A Constituição de 1988, em seu “Capítulo V – Dos partidos políticos”, mais
especificamente, no art. 17, § 3º, estabelece que “os partidos políticos têm direito
a recursos do fundo partidário e acesso gratuito ao rádio e à televisão, na forma
da lei” (grifei).
Ora, a partir desse comando constitucional, a matéria foi regulada pela Lei
9.096/1995, denominada Lei dos Partidos Políticos, que disciplinou o rateio do
fundo partidário e o exercício do “direito de antena”.
Ou seja, a autorização para regular a matéria, por lei, decorre do próprio texto
constitucional.
Cumpre notar, ademais, que, a partir de uma simples leitura da Carta Maior,
depreende-se que o limite constitucional imposto ao legislador derivado, previsto
em seu art. 60, § 4º, que pode ensejar o trancamento do próprio processo legis‑
lativo, diz respeito tão somente a propostas de emenda ao texto constitucional.
Na espécie, a proposição legislativa que se pretende obstar com a impetração
deste mandamus configura mero projeto de lei (PLC 14/2013), não havendo falar,
pois, de aplicação do referido preceito, sobretudo porque se quer alcançar tal
desiderato por meio de um mandado de segurança, cuja vocação é, sabidamente,
proteger direito líquido e certo (cf. MS 30.956, de minha relatoria).

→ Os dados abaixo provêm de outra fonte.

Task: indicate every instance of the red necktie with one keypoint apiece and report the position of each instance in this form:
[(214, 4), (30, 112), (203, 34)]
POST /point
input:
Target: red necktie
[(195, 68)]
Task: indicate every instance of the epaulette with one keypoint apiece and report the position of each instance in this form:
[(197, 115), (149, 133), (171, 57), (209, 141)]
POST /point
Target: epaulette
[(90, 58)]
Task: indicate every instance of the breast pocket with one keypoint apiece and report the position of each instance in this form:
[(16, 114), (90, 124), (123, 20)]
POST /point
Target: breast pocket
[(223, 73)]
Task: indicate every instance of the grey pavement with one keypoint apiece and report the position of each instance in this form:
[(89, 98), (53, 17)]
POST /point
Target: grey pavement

E aqui é preciso esclarecer importante questão constitucional: por que o limite
imposto pelo constituinte originário ao constituinte derivado, que autoriza o
controle judicial preventivo de constitucionalidade, diz respeito, apenas, a pro‑
postas de emenda à Constituição atentatórias às cláusulas pétreas, mas silencia
a respeito das leis infraconstitucionais que padeceriam do mesmo vício?
Não há qualquer dúvida entre os estudiosos de que os constituintes origi‑
nários buscaram preservar aquilo que se poderia chamar de “cerne imutável”

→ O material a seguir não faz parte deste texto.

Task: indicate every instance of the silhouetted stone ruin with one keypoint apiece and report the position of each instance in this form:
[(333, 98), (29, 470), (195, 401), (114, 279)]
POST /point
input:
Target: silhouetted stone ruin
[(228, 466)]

ou de “núcleo duro” da Constituição, impedindo que uma proposta de emenda
constitucional pudesse vir a alterá-lo.
Daí a vedação imposta pelo art. 60, § 4º, da Constituição, que impede deli‑
beração desse tipo de PEC e silencia, eloquentemente, sobre a tramitação de
projetos de lei infraconstitucionais.
O “silêncio eloquente” da Constituição, nesse ponto, se justifica, em primeiro
lugar, porque um mero projeto de lei em discussão, ainda que possa vir a ser
aprovado, não tem a força de alterar as balizas constitucionais que configuram
paradigmas para o controle judicial repressivo de constitucionalidade. Quer
dizer, um simples projeto de lei, ainda que aprovado, sancionado e publicado,
não ameaça, em absolutamente nada, a higidez da Carta Maior.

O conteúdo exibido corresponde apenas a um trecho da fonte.